ANALİZ - "Tek yapabileceğim doğruluk ve dürüstlük için dövüşmek"
- Muhammed Ali, sporculuğu ve politik duruşuyla 'efsane' tanımlamasını sonuna kadar hak etmişti - "Kelebek gibi uçarım, arı gibi sokarım" sözü tüm dünyada büyük yankı uyandırdı - "Vietnamlılar bana bir şey yapmadı ki, onlarla savaşayım" diyerek yaşadığı dönemin en radikal çıkışlarından birine imza attı - Cumhurbaşkanı Recep Tayyip Erdoğan: "Yaşamı boyunca ırkçılığa ve ayrımcılığa karşı verdiği özgürlük mücadelesi hiçbir zaman unutulmayacak" - ABD'li efsane basketbolcu Kerim Abdülcabbar: "Bugün ABD için çok şey yapan bir insanın ölümüyle başımızı eğiyoruz. Yarın cesareti, fedakarlığı ve açık sözlülüğünü tekrar hatırlayarak başımızı kaldıracağız" - Türk boksunun unutulmaz ismi Cemal Kamacı: "Muhammed Ali gibi bir boksör daha dünyaya gelmedi" - Duayen spor spikeri Orhan Ayhan: "İsyankardı çünkü ırkçılık mağduruydu"
İSTANBUL (AA) - ERSİN ŞİYHAN - Muhammed Ali... Efsane tanımlamasını
sonuna kadar hak etmiş, gerek sporculuğuyla gerek politik duruşuyla
dünyanın adından en çok söz ettiren kişiliklerinden biri.
Sanat, politika, spor ya da cemiyet hayatından tanınmış bir kişi vefat ettiğinde, "... dünyasından bir yıldız kaydı" başlığını Türk basınında sıkça görmüşüzdür. Belki de bu manşeti gerektiği şekilde hak eden ender insanlardan biriydi; Muhammed Ali. Sporcu kimliğinin, bokstaki büyük başarısının yanı sıra Müslüman kimliği, ABD gibi geçmişte farklı tenli insanlara karşı sicili pek parlak olmayan bir ülkede siyahi oluşu, politik duruşu ve daha birçok özelliği Muhammed Ali'yi "yıldız" yapmaya fazlasıyla yetiyordu.
"Kelebek gibi uçarım, arı gibi sokarım" dediğinde sadece boks sporunda bir efsane olarak kalmayacak, "Vietnamlılar bana bir şey yapmadı ki, onlarla savaşayım" diyerek, belki de yaşadığı dönemin en radikal çıkışlarından birine imza atarak, ezilen halkların gönlünde kolay kolay yıkılmayacak bir tahtın sahibi olacaktı. Cassius Marcellus Clay Jr. olan adını Müslümanlığı seçtikten sonra Muhammed Ali olarak değiştirmesi ise hayatları boyunca boksa ilgi duymayan hatta bu spora soğuk bakan dünya Müslümanlarına sabahlara kadar boks maçı izletecekti.

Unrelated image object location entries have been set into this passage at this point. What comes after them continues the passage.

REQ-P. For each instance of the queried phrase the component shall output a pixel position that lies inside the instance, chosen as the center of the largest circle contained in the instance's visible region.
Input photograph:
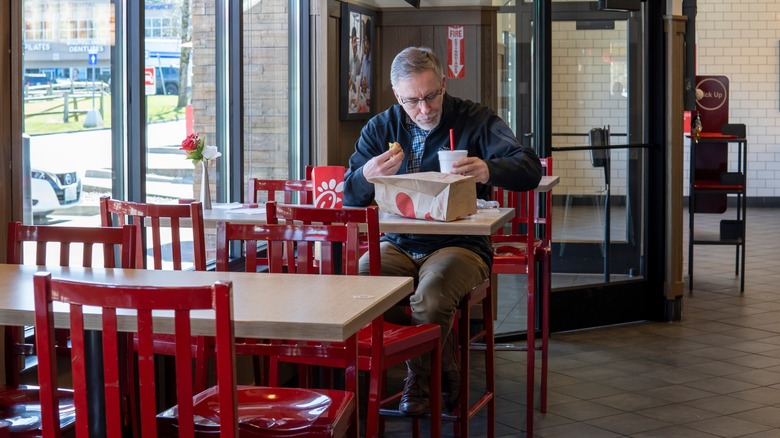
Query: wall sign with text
(456, 52)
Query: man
(444, 267)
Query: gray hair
(414, 60)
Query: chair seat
(270, 412)
(396, 339)
(512, 248)
(21, 405)
(715, 184)
(166, 344)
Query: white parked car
(53, 190)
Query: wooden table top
(484, 223)
(547, 183)
(274, 306)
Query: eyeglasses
(413, 101)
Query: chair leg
(490, 384)
(461, 427)
(531, 353)
(546, 287)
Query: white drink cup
(446, 158)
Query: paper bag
(426, 195)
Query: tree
(186, 53)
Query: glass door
(598, 145)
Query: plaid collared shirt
(418, 144)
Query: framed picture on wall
(356, 73)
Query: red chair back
(259, 190)
(367, 217)
(290, 247)
(143, 299)
(511, 243)
(45, 236)
(155, 217)
(85, 237)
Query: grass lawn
(49, 113)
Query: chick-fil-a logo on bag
(328, 184)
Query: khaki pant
(442, 278)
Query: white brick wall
(585, 66)
(741, 40)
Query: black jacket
(476, 129)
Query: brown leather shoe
(416, 398)
(451, 389)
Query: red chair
(268, 188)
(16, 398)
(155, 217)
(511, 256)
(144, 300)
(399, 343)
(150, 220)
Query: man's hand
(472, 166)
(384, 164)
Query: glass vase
(205, 192)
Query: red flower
(190, 143)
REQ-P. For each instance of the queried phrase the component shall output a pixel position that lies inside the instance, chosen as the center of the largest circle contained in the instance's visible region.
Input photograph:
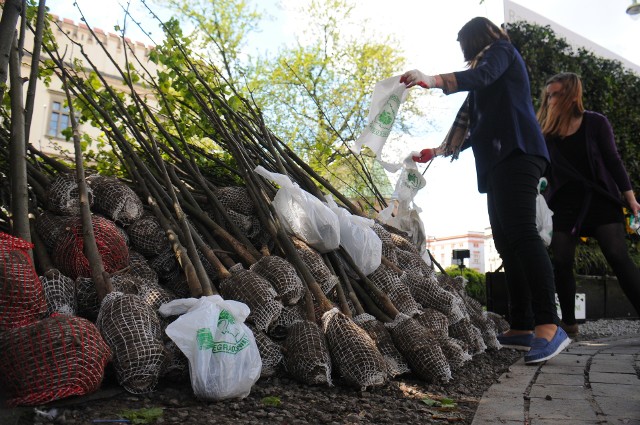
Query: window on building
(58, 119)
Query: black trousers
(511, 199)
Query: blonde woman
(588, 185)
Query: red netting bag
(22, 299)
(69, 256)
(57, 357)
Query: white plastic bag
(544, 220)
(303, 214)
(358, 238)
(224, 361)
(387, 96)
(407, 214)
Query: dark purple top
(604, 162)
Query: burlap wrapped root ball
(306, 355)
(429, 294)
(318, 268)
(256, 292)
(420, 348)
(395, 361)
(289, 315)
(270, 352)
(282, 276)
(132, 330)
(114, 199)
(57, 357)
(354, 354)
(69, 257)
(389, 282)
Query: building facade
(50, 111)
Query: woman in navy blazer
(587, 186)
(499, 123)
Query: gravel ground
(280, 400)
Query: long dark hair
(477, 34)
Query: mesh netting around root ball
(256, 292)
(408, 261)
(176, 363)
(420, 348)
(389, 252)
(467, 332)
(22, 299)
(282, 276)
(434, 321)
(138, 266)
(501, 324)
(147, 236)
(318, 268)
(383, 234)
(306, 355)
(270, 352)
(62, 196)
(60, 293)
(289, 315)
(166, 266)
(455, 354)
(396, 363)
(132, 330)
(57, 357)
(388, 281)
(51, 227)
(115, 199)
(353, 352)
(430, 294)
(177, 286)
(403, 243)
(69, 256)
(235, 198)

Sporcu kimliğinden sıyrılarak popülaritesini bu kadar arttıran,
farklı birçok milletten ve ırktan kendine hayran kitlesi kazandıran
dünyada ender kişilerden biri olmuştu Muhammed Ali. İşte bu nedenle
gerçek bir "yıldız" olarak tanımlanmayı sonuna kadar hak
ediyordu.
Ama o diğer yıldızlardan da farklı olmalıydı... Hollywood
Bulvarındaki ünlü Şöhretler Kaldırımında toplam 2 bin 582 dünyaca
ünlü isme ait yıldız bulunur. Bu isimler arasında Muhammed Ali de
vardır. Ancak bir farkla; 2 bin 582 yıldız arasında sadece Muhammed
Ali'nin ismi kaldırımda değil, yerden yukarıda, duvarda asılıdır.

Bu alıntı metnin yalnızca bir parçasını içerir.